97.1149 · Question ordinaire · 1997-10-10
Département de l'intérieur
Liquidé
Wortlaut
Les grandes entreprises, les administrations publiques et même les PME essaient de plus en plus de faire exécuter certaines tâches par des indépendants. Une grande partie des opérations d'outsourcing a pour but principal de reporter sur ces derniers les charges sociales. C'est aussi un moyen, pour le secteur public, de tourner le gel des effectifs.
Les travailleurs eux aussi sont parfois incités à chercher une solution dans un faux statut d'indépendant, ne serait-ce que pour toucher les prestations de libre passage du 2e pilier. De plus, à partir d'un certain âge, il ne reste plus guère que l'exercice d'une activité indépendante pour échapper au chômage. Ceux qui se lancent dans cette voie doivent savoir qu'ils ne sont plus assurés contre le chômage et qu'ils perdent en même temps le droit à d'autres assurances.

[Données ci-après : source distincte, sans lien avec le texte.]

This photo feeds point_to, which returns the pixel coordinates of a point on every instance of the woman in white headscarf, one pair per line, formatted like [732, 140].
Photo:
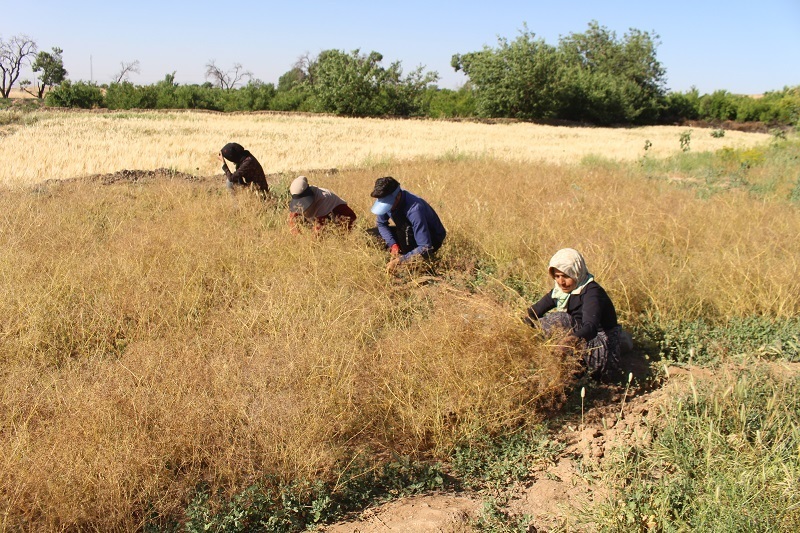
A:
[582, 308]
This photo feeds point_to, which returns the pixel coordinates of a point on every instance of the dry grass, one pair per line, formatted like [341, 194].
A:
[158, 337]
[57, 145]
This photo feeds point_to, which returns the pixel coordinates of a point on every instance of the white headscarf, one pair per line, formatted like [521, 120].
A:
[571, 263]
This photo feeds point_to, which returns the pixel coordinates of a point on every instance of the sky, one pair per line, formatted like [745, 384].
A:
[743, 47]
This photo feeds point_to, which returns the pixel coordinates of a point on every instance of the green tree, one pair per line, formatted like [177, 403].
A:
[609, 79]
[52, 70]
[13, 54]
[591, 76]
[78, 94]
[519, 78]
[357, 85]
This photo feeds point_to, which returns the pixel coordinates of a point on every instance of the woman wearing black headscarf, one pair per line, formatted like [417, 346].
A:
[248, 171]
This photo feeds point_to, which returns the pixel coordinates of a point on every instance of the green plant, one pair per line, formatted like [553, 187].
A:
[723, 453]
[702, 342]
[79, 94]
[488, 462]
[685, 140]
[495, 518]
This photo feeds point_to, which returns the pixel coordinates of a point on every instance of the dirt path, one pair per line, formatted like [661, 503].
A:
[552, 494]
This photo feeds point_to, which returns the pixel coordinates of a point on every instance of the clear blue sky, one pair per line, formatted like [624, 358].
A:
[741, 46]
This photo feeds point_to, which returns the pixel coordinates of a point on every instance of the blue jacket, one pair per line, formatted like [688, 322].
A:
[429, 233]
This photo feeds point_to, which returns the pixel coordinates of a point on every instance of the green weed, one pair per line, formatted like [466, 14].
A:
[722, 456]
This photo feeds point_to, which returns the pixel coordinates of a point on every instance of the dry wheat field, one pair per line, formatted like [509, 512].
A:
[58, 145]
[159, 338]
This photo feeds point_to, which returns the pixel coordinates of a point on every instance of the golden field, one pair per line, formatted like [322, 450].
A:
[163, 337]
[65, 144]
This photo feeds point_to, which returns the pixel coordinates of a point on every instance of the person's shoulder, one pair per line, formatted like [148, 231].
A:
[594, 289]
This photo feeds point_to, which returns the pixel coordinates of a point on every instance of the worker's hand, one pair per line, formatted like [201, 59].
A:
[392, 265]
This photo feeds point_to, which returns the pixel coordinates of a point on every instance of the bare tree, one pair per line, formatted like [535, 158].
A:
[13, 54]
[126, 69]
[226, 79]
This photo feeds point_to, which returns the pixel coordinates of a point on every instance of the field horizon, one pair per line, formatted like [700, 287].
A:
[173, 355]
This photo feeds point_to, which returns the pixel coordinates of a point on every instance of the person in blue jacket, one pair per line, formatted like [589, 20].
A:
[416, 230]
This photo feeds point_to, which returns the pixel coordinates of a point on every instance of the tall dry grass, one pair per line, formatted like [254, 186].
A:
[65, 144]
[159, 336]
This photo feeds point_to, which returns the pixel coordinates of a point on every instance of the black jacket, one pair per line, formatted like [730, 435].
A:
[591, 310]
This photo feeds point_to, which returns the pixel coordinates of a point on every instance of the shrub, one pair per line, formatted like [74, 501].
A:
[79, 94]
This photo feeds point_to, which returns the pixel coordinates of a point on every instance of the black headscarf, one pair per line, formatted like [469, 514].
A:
[234, 153]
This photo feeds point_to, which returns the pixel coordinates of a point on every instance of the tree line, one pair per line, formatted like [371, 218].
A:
[594, 77]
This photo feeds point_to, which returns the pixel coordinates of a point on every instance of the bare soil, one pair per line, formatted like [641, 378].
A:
[553, 494]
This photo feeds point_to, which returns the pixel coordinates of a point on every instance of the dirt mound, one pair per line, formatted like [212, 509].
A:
[135, 176]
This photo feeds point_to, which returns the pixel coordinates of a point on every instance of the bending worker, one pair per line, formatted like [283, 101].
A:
[582, 310]
[318, 206]
[417, 230]
[248, 170]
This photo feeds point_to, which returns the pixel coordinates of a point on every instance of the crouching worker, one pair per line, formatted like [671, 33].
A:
[417, 231]
[317, 206]
[248, 171]
[582, 310]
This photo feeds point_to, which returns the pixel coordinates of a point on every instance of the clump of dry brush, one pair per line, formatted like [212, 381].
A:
[162, 336]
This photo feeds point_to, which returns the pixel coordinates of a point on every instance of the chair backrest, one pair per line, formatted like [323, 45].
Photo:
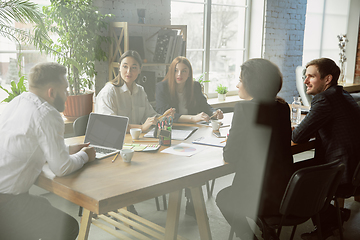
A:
[310, 189]
[80, 124]
[301, 87]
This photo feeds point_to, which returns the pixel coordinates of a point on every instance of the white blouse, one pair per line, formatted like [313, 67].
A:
[120, 101]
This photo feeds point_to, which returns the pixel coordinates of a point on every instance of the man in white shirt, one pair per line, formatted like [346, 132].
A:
[32, 133]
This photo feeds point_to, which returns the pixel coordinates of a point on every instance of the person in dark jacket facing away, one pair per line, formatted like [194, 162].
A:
[259, 147]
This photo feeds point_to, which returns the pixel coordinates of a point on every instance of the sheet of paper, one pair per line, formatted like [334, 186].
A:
[184, 149]
[210, 141]
[177, 133]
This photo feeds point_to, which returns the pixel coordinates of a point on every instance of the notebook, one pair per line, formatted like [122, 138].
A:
[106, 133]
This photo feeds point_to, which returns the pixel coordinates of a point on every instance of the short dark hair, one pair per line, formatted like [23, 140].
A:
[118, 81]
[262, 79]
[45, 73]
[325, 67]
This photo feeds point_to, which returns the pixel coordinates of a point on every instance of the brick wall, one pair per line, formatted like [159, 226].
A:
[157, 12]
[284, 37]
[357, 64]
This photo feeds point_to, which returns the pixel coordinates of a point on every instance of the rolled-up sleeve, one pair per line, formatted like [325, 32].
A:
[51, 141]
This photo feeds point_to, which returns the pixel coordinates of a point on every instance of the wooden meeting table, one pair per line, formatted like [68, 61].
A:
[102, 186]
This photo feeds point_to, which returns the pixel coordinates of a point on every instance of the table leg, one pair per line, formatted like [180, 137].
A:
[200, 211]
[172, 218]
[85, 225]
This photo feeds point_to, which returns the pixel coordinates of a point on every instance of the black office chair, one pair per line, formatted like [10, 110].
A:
[346, 191]
[309, 190]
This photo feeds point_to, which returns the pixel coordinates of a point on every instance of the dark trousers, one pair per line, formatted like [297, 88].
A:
[32, 217]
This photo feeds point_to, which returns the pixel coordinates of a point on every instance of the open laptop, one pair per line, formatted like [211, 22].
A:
[106, 133]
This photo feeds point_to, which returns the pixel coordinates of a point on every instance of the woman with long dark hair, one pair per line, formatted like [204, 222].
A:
[122, 96]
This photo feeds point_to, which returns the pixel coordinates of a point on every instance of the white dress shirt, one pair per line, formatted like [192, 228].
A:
[32, 132]
[120, 101]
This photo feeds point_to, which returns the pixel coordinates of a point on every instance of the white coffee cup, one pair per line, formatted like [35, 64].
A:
[215, 124]
[126, 154]
[135, 133]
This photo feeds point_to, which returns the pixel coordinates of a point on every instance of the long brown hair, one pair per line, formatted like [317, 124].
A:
[189, 84]
[118, 81]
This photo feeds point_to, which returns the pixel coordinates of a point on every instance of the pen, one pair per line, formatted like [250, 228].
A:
[115, 157]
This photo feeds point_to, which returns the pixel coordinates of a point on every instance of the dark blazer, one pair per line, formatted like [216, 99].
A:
[334, 119]
[164, 102]
[259, 146]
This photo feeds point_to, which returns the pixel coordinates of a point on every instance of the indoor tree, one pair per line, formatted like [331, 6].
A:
[78, 26]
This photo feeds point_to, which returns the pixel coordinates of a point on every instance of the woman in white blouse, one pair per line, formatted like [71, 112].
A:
[122, 96]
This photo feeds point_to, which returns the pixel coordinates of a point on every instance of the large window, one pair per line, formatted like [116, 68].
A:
[325, 19]
[18, 57]
[215, 38]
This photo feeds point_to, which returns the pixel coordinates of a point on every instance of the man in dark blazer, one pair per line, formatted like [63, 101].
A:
[334, 120]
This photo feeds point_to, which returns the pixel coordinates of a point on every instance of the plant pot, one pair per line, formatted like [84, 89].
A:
[221, 97]
[78, 105]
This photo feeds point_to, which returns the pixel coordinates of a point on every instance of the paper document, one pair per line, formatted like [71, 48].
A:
[210, 141]
[184, 149]
[177, 132]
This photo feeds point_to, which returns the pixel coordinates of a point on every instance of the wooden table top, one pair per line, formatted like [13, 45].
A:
[102, 186]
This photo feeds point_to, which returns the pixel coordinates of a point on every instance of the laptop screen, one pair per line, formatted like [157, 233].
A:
[106, 130]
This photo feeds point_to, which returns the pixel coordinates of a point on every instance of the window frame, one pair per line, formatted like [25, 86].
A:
[206, 50]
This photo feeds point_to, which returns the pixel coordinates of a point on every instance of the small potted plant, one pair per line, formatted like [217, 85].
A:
[221, 90]
[79, 26]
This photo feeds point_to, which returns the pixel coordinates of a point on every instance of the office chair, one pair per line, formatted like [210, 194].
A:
[346, 191]
[301, 87]
[309, 190]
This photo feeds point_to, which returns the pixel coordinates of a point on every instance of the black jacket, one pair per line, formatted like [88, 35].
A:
[334, 119]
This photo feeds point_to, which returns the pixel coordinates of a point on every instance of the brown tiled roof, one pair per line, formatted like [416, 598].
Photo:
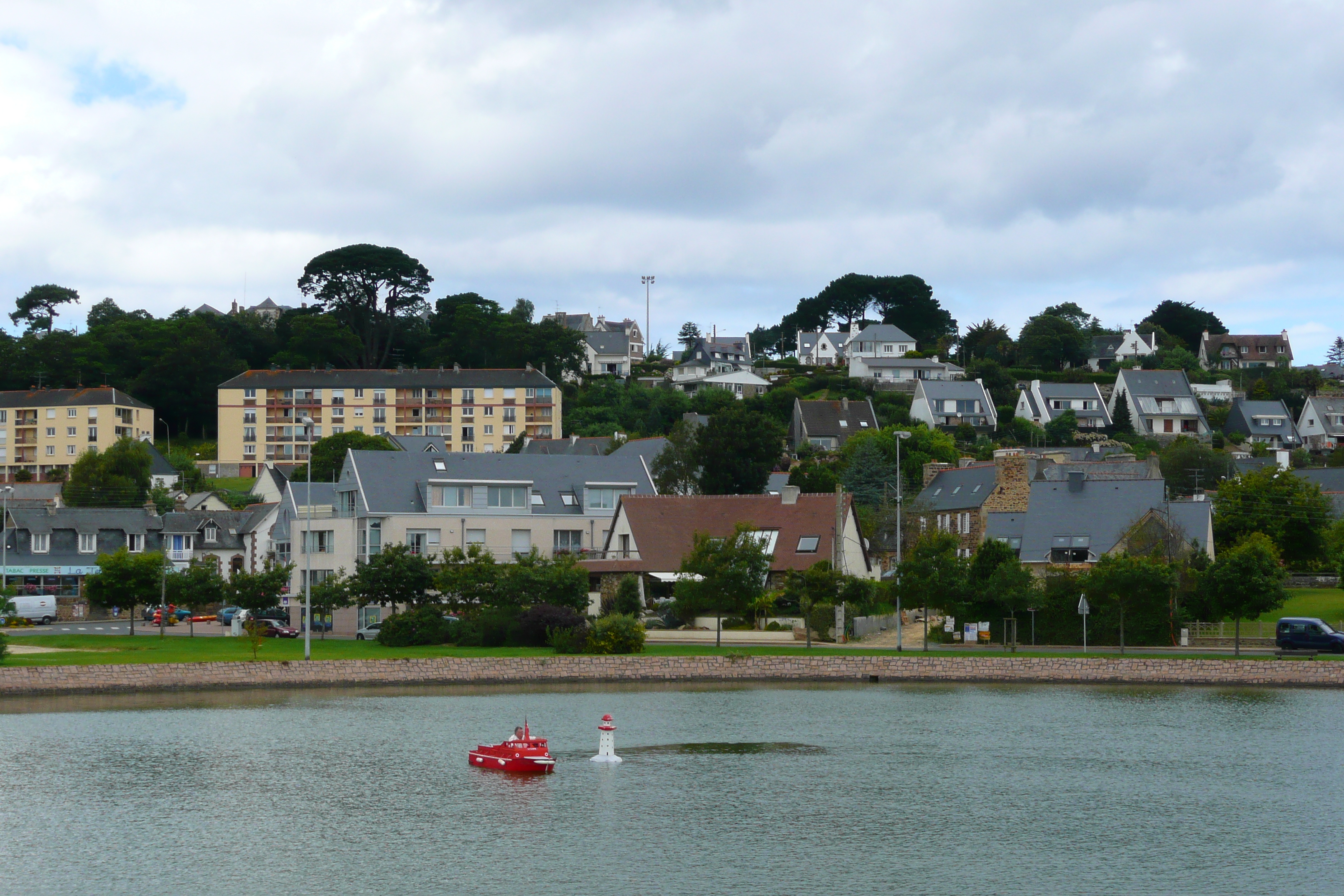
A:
[664, 527]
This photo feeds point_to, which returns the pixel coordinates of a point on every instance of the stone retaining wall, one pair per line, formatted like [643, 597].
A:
[195, 676]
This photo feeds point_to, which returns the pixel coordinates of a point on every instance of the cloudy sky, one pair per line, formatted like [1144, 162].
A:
[1014, 155]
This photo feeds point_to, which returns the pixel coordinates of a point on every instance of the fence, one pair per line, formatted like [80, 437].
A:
[863, 626]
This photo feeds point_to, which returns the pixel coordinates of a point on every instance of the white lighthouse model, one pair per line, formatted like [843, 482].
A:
[607, 742]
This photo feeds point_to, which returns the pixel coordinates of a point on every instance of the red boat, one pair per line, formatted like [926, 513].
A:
[522, 754]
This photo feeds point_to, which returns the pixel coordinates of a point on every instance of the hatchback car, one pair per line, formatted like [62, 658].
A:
[1304, 633]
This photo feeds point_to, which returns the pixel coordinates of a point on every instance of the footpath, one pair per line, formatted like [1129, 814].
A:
[643, 668]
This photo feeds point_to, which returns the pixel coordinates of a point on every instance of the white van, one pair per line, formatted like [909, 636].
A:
[38, 608]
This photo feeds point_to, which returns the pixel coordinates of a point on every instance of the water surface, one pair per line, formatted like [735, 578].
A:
[865, 789]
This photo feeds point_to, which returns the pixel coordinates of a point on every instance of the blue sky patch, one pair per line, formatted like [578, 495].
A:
[123, 82]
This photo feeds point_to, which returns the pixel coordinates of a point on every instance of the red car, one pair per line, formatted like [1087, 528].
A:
[272, 629]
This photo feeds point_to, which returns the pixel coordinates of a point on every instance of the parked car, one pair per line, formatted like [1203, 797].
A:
[1304, 633]
[36, 608]
[272, 629]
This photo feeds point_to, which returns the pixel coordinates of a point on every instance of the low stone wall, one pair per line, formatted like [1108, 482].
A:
[195, 676]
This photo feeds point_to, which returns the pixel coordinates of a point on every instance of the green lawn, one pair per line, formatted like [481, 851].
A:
[1321, 603]
[87, 649]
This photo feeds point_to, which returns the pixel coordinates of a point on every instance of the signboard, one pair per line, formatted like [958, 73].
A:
[10, 570]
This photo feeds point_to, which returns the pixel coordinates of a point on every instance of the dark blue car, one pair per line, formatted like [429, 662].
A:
[1303, 633]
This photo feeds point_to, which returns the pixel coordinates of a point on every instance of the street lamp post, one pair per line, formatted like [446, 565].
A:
[647, 281]
[5, 539]
[308, 547]
[901, 437]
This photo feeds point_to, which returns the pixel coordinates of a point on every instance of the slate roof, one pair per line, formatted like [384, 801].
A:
[883, 333]
[394, 481]
[604, 343]
[664, 527]
[1101, 511]
[1242, 418]
[57, 398]
[959, 489]
[408, 378]
[88, 520]
[592, 445]
[1321, 409]
[823, 418]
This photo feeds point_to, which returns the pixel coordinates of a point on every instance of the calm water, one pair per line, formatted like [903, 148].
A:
[863, 790]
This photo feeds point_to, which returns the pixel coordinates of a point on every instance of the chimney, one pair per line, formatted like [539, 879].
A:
[933, 471]
[1013, 489]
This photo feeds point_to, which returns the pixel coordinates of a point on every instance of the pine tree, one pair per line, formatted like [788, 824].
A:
[1336, 352]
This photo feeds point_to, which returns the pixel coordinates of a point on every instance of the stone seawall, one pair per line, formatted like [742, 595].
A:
[198, 676]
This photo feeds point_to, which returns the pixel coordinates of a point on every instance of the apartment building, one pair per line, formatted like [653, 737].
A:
[43, 430]
[261, 413]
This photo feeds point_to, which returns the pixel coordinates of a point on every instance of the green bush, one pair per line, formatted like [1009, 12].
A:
[617, 633]
[628, 597]
[568, 640]
[420, 626]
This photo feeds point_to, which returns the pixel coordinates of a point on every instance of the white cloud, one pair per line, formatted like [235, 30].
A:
[745, 152]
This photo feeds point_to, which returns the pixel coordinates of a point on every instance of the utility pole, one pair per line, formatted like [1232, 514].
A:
[648, 281]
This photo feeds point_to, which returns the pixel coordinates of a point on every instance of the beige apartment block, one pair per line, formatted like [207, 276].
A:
[261, 413]
[43, 430]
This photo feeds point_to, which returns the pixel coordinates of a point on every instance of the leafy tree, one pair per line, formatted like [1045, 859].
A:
[370, 289]
[988, 340]
[468, 578]
[393, 577]
[815, 476]
[330, 455]
[1059, 430]
[535, 580]
[1289, 509]
[125, 580]
[1184, 321]
[117, 477]
[869, 473]
[1246, 582]
[38, 307]
[1133, 583]
[908, 303]
[738, 449]
[197, 586]
[933, 574]
[677, 469]
[1051, 343]
[1187, 463]
[687, 335]
[733, 574]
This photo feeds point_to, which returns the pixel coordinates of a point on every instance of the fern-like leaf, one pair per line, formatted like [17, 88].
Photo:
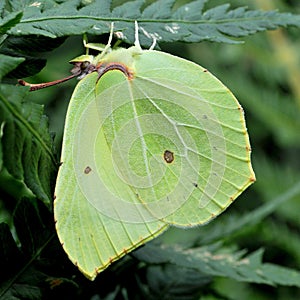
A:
[207, 261]
[26, 143]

L'État doit absolument intervenir d'une part pour éviter des procédures compliquées de paiement d'arriérés de l'AVS, de l'AI, des APG et de la prévoyance professionnelle, d'autre part pour préserver la couverture sociale et les droits sociaux des travailleurs.
1. Comment le Conseil fédéral et les caisses de compensation s'assurent-ils que l'outsourcing de personnes ou de services ne mène pas à des abus en matière d'AVS et d'assurance accidents ?
2. Les caisses de compensation ont-elles les moyens de mener les contrôles nécessaires pour empêcher ce faux statut d'indépendant ?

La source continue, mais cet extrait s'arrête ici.